Google vows new thinking at health company Calico


Fri, Sep 20, 2013 - Page 15

Google Inc announced on Wednesday it was launching a new company focused on health and well-being, and hinted at cooperation with longtime rival Apple Inc in the venture.

A Google statement said the company, Calico, would put a particular focus on “the challenge of ageing and associated diseases.”

Arthur Levinson, chairman and former chief executive of biotech firm Genentech and chairman of Apple, is to be Calico chief executive and a founding investor.

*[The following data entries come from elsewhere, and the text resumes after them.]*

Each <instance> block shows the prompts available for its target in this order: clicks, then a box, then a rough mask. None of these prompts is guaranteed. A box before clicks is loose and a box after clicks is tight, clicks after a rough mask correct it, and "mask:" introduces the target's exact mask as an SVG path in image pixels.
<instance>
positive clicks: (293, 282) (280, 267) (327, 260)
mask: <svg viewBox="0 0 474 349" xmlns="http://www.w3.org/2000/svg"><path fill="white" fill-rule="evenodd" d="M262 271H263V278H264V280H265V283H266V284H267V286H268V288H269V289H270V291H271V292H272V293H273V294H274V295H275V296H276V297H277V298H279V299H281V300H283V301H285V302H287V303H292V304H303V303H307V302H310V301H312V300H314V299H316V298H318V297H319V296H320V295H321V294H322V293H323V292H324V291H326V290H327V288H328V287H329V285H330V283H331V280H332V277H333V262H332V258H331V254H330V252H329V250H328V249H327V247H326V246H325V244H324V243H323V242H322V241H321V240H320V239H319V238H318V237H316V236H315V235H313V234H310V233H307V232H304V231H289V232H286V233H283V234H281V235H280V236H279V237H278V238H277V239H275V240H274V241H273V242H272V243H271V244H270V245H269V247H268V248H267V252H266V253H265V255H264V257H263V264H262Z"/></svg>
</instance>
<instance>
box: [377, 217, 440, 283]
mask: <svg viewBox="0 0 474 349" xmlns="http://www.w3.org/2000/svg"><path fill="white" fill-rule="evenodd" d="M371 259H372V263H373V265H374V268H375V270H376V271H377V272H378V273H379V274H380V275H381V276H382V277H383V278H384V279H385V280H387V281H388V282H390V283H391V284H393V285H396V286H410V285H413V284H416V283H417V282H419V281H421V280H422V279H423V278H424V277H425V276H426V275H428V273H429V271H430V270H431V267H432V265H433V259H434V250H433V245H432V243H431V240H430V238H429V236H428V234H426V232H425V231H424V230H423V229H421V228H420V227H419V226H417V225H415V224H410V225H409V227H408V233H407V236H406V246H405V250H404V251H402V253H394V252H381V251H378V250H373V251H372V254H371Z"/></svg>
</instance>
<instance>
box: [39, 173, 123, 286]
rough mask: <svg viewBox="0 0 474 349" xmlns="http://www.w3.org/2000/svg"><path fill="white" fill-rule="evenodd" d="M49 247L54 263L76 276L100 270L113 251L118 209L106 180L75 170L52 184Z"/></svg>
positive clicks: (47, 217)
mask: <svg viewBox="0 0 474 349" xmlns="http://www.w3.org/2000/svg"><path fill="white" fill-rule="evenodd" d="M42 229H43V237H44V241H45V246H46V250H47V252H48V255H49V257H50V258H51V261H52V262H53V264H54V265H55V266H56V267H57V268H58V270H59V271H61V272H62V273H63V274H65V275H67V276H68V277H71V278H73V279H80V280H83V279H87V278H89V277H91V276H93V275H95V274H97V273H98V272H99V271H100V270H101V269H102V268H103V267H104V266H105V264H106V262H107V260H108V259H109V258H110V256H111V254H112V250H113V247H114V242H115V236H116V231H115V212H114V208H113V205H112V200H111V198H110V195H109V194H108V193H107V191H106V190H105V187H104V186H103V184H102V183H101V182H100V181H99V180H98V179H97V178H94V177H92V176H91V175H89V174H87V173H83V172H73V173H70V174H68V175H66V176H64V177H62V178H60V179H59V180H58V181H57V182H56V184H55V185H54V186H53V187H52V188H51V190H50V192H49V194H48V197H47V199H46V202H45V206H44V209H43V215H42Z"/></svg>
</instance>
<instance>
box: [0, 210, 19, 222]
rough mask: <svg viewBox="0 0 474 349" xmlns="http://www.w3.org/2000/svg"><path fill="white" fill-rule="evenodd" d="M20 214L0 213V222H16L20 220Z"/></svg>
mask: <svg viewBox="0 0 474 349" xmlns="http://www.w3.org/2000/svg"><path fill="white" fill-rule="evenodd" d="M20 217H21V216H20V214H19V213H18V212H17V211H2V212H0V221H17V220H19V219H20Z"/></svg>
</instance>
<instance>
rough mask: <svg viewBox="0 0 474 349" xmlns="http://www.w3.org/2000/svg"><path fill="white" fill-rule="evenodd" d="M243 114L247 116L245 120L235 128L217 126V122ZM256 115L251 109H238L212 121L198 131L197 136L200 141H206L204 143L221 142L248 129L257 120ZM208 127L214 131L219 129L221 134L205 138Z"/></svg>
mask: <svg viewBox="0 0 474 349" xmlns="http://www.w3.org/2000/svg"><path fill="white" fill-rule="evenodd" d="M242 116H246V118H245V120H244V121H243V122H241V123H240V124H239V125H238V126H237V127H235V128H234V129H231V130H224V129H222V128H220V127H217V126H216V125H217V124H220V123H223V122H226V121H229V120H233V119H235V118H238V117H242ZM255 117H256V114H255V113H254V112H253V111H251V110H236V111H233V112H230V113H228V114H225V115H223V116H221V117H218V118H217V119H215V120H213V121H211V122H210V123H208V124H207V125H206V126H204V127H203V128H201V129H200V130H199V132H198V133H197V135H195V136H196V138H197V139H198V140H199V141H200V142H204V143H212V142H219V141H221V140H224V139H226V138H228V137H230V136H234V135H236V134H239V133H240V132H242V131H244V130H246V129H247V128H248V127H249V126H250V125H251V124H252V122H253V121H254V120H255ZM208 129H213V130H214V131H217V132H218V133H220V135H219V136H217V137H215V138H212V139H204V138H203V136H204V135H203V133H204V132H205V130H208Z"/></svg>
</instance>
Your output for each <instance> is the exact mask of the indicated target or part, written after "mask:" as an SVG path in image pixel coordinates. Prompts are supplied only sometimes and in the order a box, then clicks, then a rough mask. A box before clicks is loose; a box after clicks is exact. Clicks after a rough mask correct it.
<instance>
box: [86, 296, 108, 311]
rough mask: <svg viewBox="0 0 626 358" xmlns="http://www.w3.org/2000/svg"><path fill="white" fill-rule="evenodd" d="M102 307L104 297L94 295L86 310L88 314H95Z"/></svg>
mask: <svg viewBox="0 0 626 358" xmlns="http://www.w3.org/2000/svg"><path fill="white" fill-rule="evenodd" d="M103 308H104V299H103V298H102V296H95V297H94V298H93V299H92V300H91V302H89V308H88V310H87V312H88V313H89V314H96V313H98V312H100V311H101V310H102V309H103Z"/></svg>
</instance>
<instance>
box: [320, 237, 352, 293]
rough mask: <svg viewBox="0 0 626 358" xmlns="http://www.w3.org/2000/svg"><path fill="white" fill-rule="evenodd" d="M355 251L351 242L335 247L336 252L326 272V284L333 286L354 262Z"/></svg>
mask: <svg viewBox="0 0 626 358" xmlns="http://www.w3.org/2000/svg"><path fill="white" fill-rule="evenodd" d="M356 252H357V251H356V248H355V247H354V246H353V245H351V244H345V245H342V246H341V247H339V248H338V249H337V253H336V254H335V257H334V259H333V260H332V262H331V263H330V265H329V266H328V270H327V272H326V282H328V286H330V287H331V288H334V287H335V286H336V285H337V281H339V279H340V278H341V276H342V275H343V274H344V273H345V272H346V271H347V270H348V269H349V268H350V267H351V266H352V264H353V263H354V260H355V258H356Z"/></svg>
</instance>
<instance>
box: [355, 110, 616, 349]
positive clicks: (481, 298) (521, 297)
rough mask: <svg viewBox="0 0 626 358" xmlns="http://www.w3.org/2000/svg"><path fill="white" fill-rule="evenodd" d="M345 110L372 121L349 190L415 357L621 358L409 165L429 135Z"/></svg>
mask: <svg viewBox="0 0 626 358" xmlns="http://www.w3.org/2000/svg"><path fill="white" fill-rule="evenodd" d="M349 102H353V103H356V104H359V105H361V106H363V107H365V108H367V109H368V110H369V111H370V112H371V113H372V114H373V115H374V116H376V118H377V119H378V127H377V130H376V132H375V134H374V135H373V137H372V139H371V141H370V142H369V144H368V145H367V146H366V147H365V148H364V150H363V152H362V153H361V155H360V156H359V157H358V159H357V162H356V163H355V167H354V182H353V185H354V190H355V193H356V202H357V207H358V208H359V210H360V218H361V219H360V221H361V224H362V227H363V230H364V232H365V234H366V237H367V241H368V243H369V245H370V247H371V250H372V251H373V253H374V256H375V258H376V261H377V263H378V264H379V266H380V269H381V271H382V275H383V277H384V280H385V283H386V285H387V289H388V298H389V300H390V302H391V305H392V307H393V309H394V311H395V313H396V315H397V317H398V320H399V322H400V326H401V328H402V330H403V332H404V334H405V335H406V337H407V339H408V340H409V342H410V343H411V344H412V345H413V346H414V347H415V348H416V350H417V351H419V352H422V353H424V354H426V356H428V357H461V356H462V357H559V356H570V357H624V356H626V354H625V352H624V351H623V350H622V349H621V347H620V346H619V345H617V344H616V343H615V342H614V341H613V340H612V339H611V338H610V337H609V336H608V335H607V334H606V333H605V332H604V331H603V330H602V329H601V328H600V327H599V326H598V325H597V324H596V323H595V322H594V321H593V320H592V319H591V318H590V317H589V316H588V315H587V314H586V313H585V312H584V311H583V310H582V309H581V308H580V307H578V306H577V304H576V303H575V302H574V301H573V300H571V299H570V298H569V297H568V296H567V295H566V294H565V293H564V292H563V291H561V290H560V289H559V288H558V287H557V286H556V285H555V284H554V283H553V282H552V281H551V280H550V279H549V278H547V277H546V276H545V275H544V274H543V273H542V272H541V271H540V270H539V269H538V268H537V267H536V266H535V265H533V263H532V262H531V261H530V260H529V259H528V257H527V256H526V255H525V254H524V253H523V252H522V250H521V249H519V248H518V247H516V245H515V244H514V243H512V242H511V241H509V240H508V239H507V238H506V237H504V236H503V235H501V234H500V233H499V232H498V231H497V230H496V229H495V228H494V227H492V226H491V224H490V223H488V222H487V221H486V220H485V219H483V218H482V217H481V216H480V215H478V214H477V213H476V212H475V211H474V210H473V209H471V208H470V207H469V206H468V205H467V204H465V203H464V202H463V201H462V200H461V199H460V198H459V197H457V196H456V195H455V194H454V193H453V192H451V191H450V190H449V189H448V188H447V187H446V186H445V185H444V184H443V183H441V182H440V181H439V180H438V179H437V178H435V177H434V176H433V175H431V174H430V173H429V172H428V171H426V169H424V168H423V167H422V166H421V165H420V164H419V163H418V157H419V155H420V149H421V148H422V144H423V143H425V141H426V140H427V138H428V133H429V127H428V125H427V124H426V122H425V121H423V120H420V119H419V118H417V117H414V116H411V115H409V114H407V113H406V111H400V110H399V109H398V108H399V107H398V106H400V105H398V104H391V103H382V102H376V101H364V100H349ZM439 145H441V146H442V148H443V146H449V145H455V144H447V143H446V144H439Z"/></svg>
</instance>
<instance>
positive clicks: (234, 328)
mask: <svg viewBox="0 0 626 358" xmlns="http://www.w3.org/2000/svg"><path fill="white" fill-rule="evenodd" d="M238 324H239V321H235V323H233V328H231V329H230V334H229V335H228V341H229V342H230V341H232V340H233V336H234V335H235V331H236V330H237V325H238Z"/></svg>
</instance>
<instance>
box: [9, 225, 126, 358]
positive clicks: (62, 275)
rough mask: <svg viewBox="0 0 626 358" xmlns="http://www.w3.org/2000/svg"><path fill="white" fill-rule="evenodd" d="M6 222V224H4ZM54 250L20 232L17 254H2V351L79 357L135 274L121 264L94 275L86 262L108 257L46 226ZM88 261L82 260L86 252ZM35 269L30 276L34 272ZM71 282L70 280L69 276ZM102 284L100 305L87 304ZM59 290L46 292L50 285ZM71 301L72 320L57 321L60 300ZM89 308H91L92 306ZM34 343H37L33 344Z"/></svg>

Levinson will remain chairman of Genentech and a director of Hoffmann-La Roche, as well as chairman of Apple, Google said.

Time magazine, which interviewed Google chief executive Larry Page ahead of the announcement, said the details of the project were not yet clear, but that it is likely to use its data-processing to shed new light on age-related maladies.

On Google+, Page acknowledged people may be surprised at the effort.

“OK ... so you’re probably thinking wow. That’s a lot different from what Google does today. And you’re right. But as we explained in our first letter to shareholders, there’s tremendous potential for technology more generally to improve people’s lives,” he wrote. “So don’t be surprised if we invest in projects that seem strange or speculative compared with our existing Internet businesses. And please remember that new investments like this are very small by comparison to our core business.”

He said that the venture is still in its “very early days, so there’s not much more to share yet.”

Page told Time — for a cover story titled “Can Google Solve Death?” — the effort would include innovative thinking, not just ways to fight cancer.

“One of the things I thought was amazing is that if you solve cancer, you’d add about three years to people’s average life expectancy,” Page told the magazine. “We think of solving cancer as this huge thing that’ll totally change the world. But when you really take a step back and look at it, yeah, there are many, many tragic cases of cancer, and it’s very, very sad, but in the aggregate, it’s not as big an advance as you might think.”